The Spectral Amplitude Principle for Dynamics of Quantum Neural Networks
Yi-hang Xu, Dan-Bo Zhang, Junchi Yan
TL;DR
This work identifies a new training-dynamics mechanism for Quantum Neural Networks, termed the Spectral Amplitude Priority, where optimization emphasizes spectral components by their amplitude rather than their frequency index, in contrast to classical spectral bias. By formulating a gradient analysis in the frequency domain and recasting training dynamics with the Quantum Neural Tangent Kernel, the authors prove that high-amplitude spectral components decay rapidly under small learning rates, enabling QNNs to learn high-frequency content efficiently. Empirical validation across synthetic high-frequency functions, classification benchmarks, and quantum-advantage tasks demonstrates that QNNs outperform classical DNNs on high-frequency tasks and maintain robustness to Fourier feature hyperparameters. The findings provide a rigorous explanation for QNN expressivity in complex spectral landscapes and suggest practical implications for leveraging amplitude-rich spectra in quantum-enhanced learning, while acknowledging the limitations of idealized simulations and hardware noise considerations in future work.
Abstract
The mechanism governing the training dynamics of Quantum Neural Networks (QNNs) remains under-explored. In classical Deep Neural Networks (DNNs), training is dominated by "Spectral Bias," i.e. prioritizing learning low-frequency components and struggle for high-frequency details. In this work, we theoretically and empirically identify a distinct mechanism in QNNs, which we term Spectral Amplitude Priority.

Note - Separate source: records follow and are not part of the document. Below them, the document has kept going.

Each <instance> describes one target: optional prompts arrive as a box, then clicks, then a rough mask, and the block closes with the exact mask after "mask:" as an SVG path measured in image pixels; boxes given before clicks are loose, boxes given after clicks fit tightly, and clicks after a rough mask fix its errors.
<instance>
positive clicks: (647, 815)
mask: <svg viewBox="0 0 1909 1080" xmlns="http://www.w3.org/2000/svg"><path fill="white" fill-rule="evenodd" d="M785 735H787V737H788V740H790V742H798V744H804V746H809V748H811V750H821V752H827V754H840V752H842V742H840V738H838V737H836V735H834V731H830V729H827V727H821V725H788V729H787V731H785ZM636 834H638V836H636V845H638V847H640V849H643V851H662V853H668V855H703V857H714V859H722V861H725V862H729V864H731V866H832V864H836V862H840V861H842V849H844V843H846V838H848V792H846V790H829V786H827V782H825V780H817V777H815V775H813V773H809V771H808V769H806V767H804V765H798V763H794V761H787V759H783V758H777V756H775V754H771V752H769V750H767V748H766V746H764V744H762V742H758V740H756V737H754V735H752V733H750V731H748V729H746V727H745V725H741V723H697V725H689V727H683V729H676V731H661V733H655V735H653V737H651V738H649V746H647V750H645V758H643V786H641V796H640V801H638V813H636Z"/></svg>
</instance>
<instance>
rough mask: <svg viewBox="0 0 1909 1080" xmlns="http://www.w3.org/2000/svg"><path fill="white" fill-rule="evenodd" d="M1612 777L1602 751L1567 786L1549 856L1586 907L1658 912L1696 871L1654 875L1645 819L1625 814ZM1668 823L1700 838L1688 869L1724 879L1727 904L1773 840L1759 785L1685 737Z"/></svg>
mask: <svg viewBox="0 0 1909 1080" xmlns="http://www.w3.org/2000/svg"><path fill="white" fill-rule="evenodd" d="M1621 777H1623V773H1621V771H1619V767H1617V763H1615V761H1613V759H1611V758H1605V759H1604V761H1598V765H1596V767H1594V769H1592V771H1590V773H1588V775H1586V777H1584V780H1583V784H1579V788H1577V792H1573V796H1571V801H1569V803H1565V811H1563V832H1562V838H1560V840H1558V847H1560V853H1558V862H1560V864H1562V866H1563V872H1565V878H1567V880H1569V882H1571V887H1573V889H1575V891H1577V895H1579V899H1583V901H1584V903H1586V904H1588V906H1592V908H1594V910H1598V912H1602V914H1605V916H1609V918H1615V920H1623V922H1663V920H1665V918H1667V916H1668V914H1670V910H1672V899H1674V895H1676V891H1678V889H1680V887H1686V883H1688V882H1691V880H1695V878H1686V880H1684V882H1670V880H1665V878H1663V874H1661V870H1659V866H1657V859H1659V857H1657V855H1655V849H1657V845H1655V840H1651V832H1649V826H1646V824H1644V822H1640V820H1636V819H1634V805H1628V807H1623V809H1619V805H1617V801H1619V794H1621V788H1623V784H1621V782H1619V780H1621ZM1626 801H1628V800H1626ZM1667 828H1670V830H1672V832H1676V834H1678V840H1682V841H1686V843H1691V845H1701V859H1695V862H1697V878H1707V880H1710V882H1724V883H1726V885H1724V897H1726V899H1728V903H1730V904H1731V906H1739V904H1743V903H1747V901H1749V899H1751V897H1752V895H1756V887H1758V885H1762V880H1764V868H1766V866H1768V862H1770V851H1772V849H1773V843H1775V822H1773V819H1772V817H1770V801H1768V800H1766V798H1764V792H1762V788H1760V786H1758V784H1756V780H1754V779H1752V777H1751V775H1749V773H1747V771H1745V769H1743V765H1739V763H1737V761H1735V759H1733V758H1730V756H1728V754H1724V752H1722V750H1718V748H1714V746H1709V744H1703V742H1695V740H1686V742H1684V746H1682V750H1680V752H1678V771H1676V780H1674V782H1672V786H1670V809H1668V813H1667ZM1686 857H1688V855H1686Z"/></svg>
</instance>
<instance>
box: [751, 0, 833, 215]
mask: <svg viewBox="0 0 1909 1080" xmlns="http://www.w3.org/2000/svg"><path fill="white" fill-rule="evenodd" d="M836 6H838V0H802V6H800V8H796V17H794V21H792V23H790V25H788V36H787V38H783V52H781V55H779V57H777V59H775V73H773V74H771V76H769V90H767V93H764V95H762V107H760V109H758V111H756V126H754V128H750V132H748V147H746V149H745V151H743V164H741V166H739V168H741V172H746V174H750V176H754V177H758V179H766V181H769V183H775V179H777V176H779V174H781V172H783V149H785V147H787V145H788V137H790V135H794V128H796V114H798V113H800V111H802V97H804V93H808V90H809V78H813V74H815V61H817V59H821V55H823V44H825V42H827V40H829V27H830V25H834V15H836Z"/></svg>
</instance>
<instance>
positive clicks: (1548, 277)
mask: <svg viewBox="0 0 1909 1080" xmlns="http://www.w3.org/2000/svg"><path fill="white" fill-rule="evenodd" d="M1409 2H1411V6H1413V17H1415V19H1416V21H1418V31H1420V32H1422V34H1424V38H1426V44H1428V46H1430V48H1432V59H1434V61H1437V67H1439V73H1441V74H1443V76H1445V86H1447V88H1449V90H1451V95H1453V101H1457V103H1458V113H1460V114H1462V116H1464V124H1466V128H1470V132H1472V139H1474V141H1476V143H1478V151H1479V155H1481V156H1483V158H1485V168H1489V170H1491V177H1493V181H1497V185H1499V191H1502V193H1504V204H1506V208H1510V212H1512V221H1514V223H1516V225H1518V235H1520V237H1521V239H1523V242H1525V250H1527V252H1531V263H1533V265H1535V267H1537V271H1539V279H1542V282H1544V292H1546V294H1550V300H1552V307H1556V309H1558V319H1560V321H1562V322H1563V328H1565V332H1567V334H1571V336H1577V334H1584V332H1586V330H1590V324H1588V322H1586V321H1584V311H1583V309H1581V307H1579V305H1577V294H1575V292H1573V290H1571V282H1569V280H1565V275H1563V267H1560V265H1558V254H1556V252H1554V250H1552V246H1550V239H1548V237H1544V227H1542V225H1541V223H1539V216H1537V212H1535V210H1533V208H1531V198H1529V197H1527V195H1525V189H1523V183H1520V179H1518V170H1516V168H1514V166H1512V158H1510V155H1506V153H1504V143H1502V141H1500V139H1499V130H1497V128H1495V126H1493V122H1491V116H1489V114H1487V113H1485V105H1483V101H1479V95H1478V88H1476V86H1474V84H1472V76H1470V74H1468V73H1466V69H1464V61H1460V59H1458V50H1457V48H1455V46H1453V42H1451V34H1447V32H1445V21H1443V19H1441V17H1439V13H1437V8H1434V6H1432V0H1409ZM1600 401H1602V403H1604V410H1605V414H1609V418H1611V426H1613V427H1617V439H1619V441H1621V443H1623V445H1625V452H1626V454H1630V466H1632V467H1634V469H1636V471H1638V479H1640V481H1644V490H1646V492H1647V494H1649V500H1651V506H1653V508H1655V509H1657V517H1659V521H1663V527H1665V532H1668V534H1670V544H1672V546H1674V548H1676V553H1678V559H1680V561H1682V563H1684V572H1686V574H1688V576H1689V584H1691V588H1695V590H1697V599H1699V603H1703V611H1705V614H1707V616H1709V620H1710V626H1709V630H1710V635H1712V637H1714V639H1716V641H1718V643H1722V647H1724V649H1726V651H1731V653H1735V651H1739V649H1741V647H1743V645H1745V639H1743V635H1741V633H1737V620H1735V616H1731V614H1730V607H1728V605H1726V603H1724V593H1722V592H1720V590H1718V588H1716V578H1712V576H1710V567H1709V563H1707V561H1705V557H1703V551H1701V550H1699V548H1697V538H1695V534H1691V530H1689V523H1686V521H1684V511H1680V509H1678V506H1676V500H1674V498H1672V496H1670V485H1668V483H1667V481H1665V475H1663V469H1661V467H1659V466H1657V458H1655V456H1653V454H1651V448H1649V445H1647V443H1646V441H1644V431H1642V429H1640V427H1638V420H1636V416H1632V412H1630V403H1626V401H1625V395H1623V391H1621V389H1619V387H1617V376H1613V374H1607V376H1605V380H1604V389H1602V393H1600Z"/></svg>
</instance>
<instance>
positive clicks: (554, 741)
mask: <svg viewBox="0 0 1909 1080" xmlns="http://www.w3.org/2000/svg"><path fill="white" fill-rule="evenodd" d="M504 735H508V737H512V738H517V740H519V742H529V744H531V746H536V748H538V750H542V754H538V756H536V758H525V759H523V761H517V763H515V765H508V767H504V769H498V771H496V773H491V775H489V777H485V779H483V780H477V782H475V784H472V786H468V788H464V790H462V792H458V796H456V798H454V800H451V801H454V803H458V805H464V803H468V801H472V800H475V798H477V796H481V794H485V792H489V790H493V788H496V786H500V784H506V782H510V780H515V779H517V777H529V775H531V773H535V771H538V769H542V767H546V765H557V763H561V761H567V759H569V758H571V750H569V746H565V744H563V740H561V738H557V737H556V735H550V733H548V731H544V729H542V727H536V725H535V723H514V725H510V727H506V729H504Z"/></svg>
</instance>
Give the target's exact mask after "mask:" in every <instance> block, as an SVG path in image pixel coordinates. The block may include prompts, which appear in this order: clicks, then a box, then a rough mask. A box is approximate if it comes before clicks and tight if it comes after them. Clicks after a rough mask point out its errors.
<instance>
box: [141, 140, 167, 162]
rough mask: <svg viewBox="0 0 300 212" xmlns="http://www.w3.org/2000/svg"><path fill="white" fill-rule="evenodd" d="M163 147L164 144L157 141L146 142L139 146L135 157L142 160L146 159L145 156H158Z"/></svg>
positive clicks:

By analyzing the frequency-domain gradients and residual dynamics via the Quantum Neural Tangent Kernel (QNTK), we prove that QNN training is governed primarily by the magnitude of spectral components rather than their frequency indices. Consequently, QNNs can efficiently capture high-frequency functions-provided they have significant amplitude-thereby overcoming the inherent limitations of their classical counterparts. We validate this principle on both synthetic high-frequency functions and quantum-advantage tasks. The results show that QNNs significantly outperform DNNs in high-frequency tasks, offering an explanation for QNNs' superior expressivity in complex spectral landscapes.